THE FUTURE IS HERE

Dominic Martin: Artificial Moral Agency: Approaches, Benchmarks and Practices

Dominic Martin is a professor of ethics at the School of Management of the Université du Québec à Montréal (UQAM). His work combines approaches from ethics, contemporary political philosophy, economics, and law, to grapple with questions of distributive justice, the role of the state – and intergovernmental regulatory bodies – in shaping market structures and the ethical obligations of business. His recent research projects deal with the new ethical issues associated with the rise of artificial intelligence (AI) and the increase usage of algorithms in society, such as questions of algorithmic accountability, the creation of artificial moral agents, and the socio-economic impact of AI.

The goal of imparting moral agency to an automated system is directly or indirectly relevant in fields ranging from computer science to psychology, health sciences, governance, management and international politics. Artificial moral agency or agents (AMA) has been a topic of interest in computer science and engineering ethics for at least two decades, but recent developments in AI led to an explosion of new contributions on the topic. While this is promising, research on the topic has also become fragmented, and even speculative in some cases, with work discussing specific aspects of AMA without the emergence of dominant views, or clear debates or research questions.

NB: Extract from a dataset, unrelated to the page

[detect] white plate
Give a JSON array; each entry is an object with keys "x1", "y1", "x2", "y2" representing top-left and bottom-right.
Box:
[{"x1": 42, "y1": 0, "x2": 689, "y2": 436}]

My main objective in this talk will be to take stock of the work on AMA accomplished in the last decades and examine three main questions from a philosophical perspective. First, what is the most promising approach for implementing moral agency in an AI system? Second, how to benchmark and test moral agency, especially given that systematic benchmarking does not exist for human moral agency. Third, what are industry best practices regarding the development and use of AMA?